Caroline Brogan caught up with Dr. Costall to discuss the new system.
What issue are you trying to solve?
Transport produces a quarter of the world 's CO2 emissions, but is also the most difficult sector to decarbonise.
Between 1990 and 2010, heavy-duty vehicles contributed to 36 per cent rise in CO2 in the EU. This is largely because of growing demand for road freight, as well as a lack of progress in improving engine fuel efficiency: CO2 emissions are directly linked to the amount of fuel burned.
Why is this rig a step in the right direction for heavy freight vehicles?
To reduce CO2 emissions, we must improve engine efficiency. We can do this by fine-tuning the engine's 'breathing apparatus', while recovering as much energy from the hot exhaust gases as possible.
The parts of the engine that control these processes are collectively known as the air system, and a critical component of most modern air systems is the turbocharger. Our research examines ways to improve air system and turbocharger performance to quickly increase air intake, while recovering energy from the exhaust gas.
We do this by trying to understand how the exhaust gases flow through the air system and into the turbocharger, while trying to take advantage of pressure pulsations, and basically making as easy as possible for the engine to 'breathe'. In doing so, we reduce the amount of fuel required and amount of CO2 emitted.
How does the rig work?
Engines are complex. The processes involve a mixture of air and fuel, at continuously changing pressures and temperatures. In the air system, the flow of exhaust gas is actually pulsating because of valve motion. All of this makes it very difficult to accurately predict how engines behave.
Now we have TASR, which lets us measure engine performance under controlled but engine-realistic conditions, for almost all sizes and types of internal combustion engine.

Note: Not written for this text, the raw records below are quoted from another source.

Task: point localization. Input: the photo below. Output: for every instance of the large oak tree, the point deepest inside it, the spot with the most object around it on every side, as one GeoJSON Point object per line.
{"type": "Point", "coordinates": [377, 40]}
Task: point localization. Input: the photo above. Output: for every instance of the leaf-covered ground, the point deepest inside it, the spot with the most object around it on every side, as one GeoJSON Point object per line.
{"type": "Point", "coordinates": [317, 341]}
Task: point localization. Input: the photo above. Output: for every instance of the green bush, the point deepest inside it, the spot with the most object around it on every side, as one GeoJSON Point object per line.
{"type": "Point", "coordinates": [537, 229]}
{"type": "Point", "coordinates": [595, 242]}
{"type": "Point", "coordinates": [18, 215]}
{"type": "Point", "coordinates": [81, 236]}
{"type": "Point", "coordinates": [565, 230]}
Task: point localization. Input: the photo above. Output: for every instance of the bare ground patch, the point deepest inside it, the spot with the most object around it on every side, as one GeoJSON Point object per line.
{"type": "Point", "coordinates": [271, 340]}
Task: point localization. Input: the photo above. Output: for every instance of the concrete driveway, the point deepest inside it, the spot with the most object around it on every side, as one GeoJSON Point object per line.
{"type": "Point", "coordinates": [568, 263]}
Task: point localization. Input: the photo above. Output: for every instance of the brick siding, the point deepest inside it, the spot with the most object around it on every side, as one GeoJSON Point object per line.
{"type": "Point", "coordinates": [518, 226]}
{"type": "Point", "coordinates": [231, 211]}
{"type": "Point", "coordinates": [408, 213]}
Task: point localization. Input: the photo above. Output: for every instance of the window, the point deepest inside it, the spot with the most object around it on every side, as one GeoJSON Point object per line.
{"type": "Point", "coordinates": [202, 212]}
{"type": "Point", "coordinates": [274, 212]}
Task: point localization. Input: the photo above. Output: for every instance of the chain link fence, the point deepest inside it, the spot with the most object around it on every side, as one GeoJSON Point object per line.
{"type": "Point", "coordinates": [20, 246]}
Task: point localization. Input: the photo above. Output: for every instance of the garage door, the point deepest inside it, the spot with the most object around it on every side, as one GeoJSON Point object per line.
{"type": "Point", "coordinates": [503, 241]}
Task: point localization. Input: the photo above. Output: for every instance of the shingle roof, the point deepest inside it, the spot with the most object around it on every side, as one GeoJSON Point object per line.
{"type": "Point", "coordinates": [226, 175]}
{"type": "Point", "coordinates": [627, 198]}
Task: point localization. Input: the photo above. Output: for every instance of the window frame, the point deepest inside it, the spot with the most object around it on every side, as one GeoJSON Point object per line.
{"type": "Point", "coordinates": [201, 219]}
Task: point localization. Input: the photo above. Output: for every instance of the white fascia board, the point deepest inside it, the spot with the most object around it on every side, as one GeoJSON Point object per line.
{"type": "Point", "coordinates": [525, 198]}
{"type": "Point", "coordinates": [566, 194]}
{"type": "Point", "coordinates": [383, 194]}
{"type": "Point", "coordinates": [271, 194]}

By imitating the engine's pulse flow, we remove the need for burning fuel – allowing us to study the fluid dynamics without the confounding effects of heat transfer due to hot exhaust gases. There's no other experimental facility in the world like it!
TASR was built using Lotus' Active Valve Train system as part of the high performance engine air system project, which is a collaboration between Imperial, Caterpillar Inc., and Honeywell Transportation Systems.
It is commissioned as part of the Energy Technologies Institute (ETI)'s Heavy Duty Vehicle Efficiency Programme.
What's next for the field?
Many challenges with vehicle emissions can be met through electrification, as long as the electricity is generated from energy sources with lower climate impact, such as natural gas and, increasingly, renewable resources like solar and wind.
This is the current approach in the passenger vehicle sector, but the transition to electric vehicles will not happen overnight: There will be a gradual transition over many years, during which time current technology, the internal combustion engine, continues to emit CO2.
Furthermore, it is very difficult to electrify, or even hybridize, many heavy-duty vehicles – the energy storage requirements would be immense – which is why energy-dense liquid hydrocarbon fuels remain prevalent. This is even more of a problem for off-road machines, like those used in construction and mining, where the work site may be extremely remote from a viable source of electricity.
All of this means that industry and academia must continue to work together to improve engine efficiency, since even the tiniest increase will reduce the amount of CO2 that will be emitted into our atmosphere.